MP3 Cosy Sheridan - Eros
"One of the era''s finest and most thoughtful singer/songwriters" - West Side Folk
12 MP3 Songs in this album (35:25) !
Related styles: FOLK: Progressive Folk, NEW AGE: Healing
People who are interested in Bonnie Raitt Catie Curtis Cheryl Wheeler should consider this download.
Details:
The first song on Cosy Sheridan’s new CD Eros opens: “This is the story of longing in the blood and the bone/ whatever it is you love, that you’re longing to come home.” Love. Longing. Home: the themes of the myth of Psyche and Eros, and the theme of this smart elegant CD.
Cosy has gained a reputation for looking at modern life in a mythic context. The Cornell Folksong Society has written: “Sheridan is frank, feisty, sublimely and devilishly funny. She fuses myth with modern culture; Persephone with Botox.”
The opening song on Eros lays out the story of Psyche’s search for Eros: we fall in love with love – with an idealized perfection, the love of gods. But we live in a fallen world: love inevitably disappoints, fails us at a crucial moment.

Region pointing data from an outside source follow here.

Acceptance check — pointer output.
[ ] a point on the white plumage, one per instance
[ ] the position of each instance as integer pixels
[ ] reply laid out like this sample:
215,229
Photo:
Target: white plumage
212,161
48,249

And so we wander the world looking for what love can truly be; like Psyche we do impossible tasks – always searching for the heart.

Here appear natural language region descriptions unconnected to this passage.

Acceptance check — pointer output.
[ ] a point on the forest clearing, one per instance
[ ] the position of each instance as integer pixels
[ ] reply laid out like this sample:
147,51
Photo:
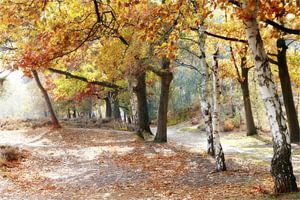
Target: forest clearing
149,99
77,163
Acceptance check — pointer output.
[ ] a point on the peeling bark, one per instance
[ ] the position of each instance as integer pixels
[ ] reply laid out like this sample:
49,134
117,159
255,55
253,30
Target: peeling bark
219,154
281,166
47,99
204,102
251,129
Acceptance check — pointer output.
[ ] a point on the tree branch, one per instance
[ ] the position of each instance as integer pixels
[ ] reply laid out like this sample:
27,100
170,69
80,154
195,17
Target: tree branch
282,28
226,38
187,65
100,83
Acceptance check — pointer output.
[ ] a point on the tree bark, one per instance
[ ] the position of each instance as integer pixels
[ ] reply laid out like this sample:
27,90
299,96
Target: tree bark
69,113
166,79
219,154
281,166
287,93
251,129
142,105
204,102
133,104
116,109
108,110
54,120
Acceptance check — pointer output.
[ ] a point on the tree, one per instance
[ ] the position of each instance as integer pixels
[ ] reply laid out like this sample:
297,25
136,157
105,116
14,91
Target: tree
204,102
54,120
243,80
287,93
281,166
218,150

“I love how immediate and also timeless this story is,” says Cosy. “This is a search for connection; the occasional miracle of the soulmate and the constant miracle of the god of love within us.”
Five of the songs in this collection directly bring the myth into modern life: in Row Psyche is a middle-aged woman working in a walk-in clinic where she can warn young women about the dangers of irresponsible but charming young men. "The Days I Do Not Believe" uses the tasks that Psyche is given to look at our sometimes overwhelming lives: “How do I count my blessings / How do I sort every seed / How do I carry the water / On the days I do not believe.”
This is a CD of joy – "The Last Love Letter", a old-timey bluegrass song of farewell has a melody of hope and a feeling of leaning forward into life. "The Beauty Cream", the energetic peak of the CD is a backporch stomp blues with a Hammond B3, raucous background vocals and a duel between a National steel guitar and a mandolin.
The quiet and beautiful "A Seed of Misfortune" is a quiet gem of reconciliation. “Some nights I have a dream where what was lost is found again/And I am enfolded by something that wakes me as happy as I have ever been.”
Before love we chop wood and carry water; after love we again chop wood and carry water. And so the last song on the CD, "Happiness Is Waiting", is, literally, a very happy song about the simple pleasure of hanging your laundry on the line on a beautiful morning.
Throughout this CD, Cosy’s guitar work shines – a testament to years of honing her craft – as does her voice: an instrument of warm shimmering timbre. She has been called one of the era’s finest and most thoughtful singer/songwriters. Listen to Eros and you’ll agree.